Via Wall Street Journal - In a new study to be released by the ASPCA, "physical appearance" is the top reason given for picking a particular puppy at an animal shelter. With cats, it's a different story: "Behavior with people" was what convinced most adopters to choose a particular adult cat.
The research, conducted by the animal-advocacy organization from January through May of 2011, involved five shelters across the country. About 1,500 adopters filled out questionnaires explaining how they knew the cat or dog was "the one."
By understanding why people choose the pets they do, the ASPCA hopes to increase adoption rates and ensure adopters go home with a perfect match. It's particularly useful for shelter workers to know that appearance is often a deciding factor. They can then counsel adopters about behavior and other traits that might be overlooked.
"As an animal behaviorist, it was interesting to get inside the human animal's head," says Emily Weiss, vice president of shelter research and development with the ASPCA.

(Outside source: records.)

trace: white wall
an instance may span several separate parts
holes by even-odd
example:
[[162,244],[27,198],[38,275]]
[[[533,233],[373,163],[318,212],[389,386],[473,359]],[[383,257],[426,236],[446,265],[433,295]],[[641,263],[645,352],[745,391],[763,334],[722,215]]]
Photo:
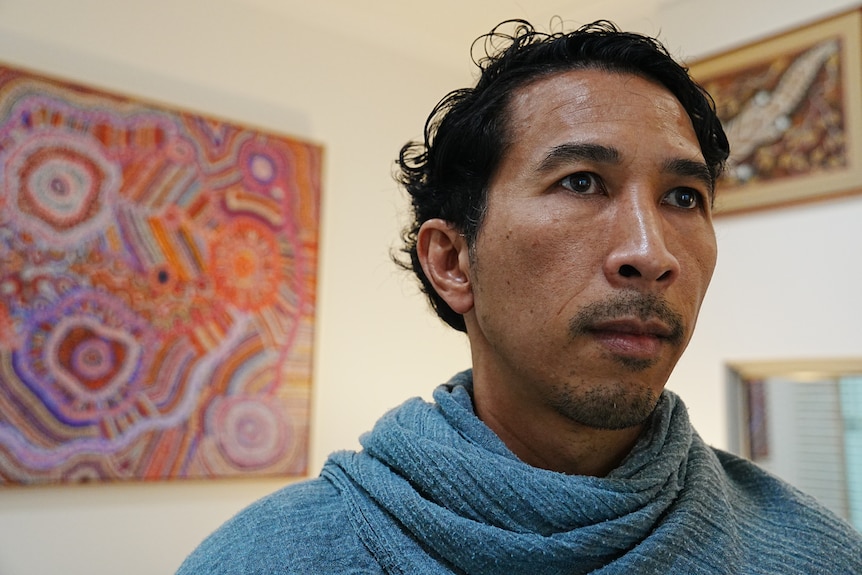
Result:
[[[469,78],[462,62],[435,67],[311,28],[294,4],[288,15],[241,0],[5,0],[0,61],[326,146],[316,472],[383,411],[427,397],[467,365],[464,341],[427,313],[388,250],[403,222],[392,160],[439,97]],[[849,3],[814,4],[669,0],[651,17],[618,20],[697,56]],[[707,441],[726,443],[725,361],[859,354],[860,221],[862,197],[717,222],[715,279],[670,383]],[[3,488],[0,575],[171,573],[219,523],[283,483]]]
[[[297,2],[296,4],[301,4]],[[0,61],[325,146],[311,467],[467,366],[389,261],[391,167],[469,78],[230,0],[6,0]],[[466,50],[466,47],[465,47]],[[283,480],[0,489],[0,574],[154,575]]]

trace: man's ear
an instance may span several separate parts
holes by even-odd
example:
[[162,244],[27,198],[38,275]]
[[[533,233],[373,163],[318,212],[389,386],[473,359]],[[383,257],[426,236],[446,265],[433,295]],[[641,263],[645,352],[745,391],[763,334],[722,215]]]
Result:
[[467,240],[446,220],[428,220],[419,228],[416,250],[425,276],[453,311],[473,309]]

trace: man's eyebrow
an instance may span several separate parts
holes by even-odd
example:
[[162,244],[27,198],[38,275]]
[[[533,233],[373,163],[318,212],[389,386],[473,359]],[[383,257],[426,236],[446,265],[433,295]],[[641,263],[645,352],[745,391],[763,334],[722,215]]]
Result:
[[[599,164],[618,164],[620,151],[611,146],[593,143],[568,142],[554,146],[536,168],[539,174],[553,172],[560,166],[576,162],[596,162]],[[710,197],[715,193],[715,180],[704,162],[687,158],[674,158],[665,162],[665,173],[694,178],[709,190]]]
[[600,164],[617,164],[620,152],[616,148],[601,144],[566,143],[554,146],[536,168],[540,174],[553,172],[560,166],[573,162],[597,162]]
[[701,183],[703,183],[703,185],[709,190],[710,197],[712,197],[715,192],[715,180],[712,178],[712,173],[709,171],[709,168],[703,162],[684,158],[668,160],[664,165],[664,171],[670,174],[700,180]]

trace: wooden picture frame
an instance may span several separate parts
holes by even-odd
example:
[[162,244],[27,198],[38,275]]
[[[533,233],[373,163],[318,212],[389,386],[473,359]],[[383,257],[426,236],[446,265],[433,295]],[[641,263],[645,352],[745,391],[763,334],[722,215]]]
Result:
[[690,64],[730,140],[716,214],[862,191],[862,11]]

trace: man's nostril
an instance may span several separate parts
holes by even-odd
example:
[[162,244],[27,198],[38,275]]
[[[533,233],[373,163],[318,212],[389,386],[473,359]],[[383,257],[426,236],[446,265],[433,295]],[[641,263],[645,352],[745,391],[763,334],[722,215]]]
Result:
[[620,266],[620,275],[624,278],[637,278],[640,277],[641,273],[637,270],[636,267],[625,264]]

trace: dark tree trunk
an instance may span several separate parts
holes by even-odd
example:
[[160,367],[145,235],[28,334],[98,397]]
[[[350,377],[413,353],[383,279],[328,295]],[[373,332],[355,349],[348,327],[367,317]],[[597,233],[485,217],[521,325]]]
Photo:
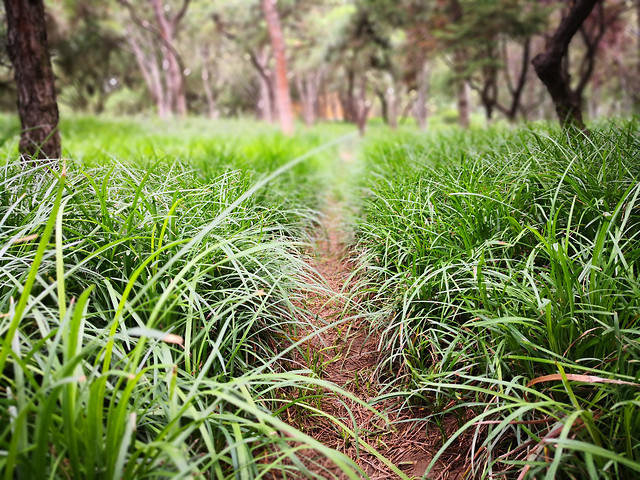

The study supported findings from previous research showing that animals that approach the front of the cage when a visitor nears have a much greater chance of being placed in a new home. In the new study, many of the adopters who were asked, "What did this pet do when you first met him/her?" specified a social interaction, such as an approach, a meow, a lick or even jumping on the visitor
"That interaction is important for the human animal - not just entertainment, but in choosing their next friend," Dr. Weiss says.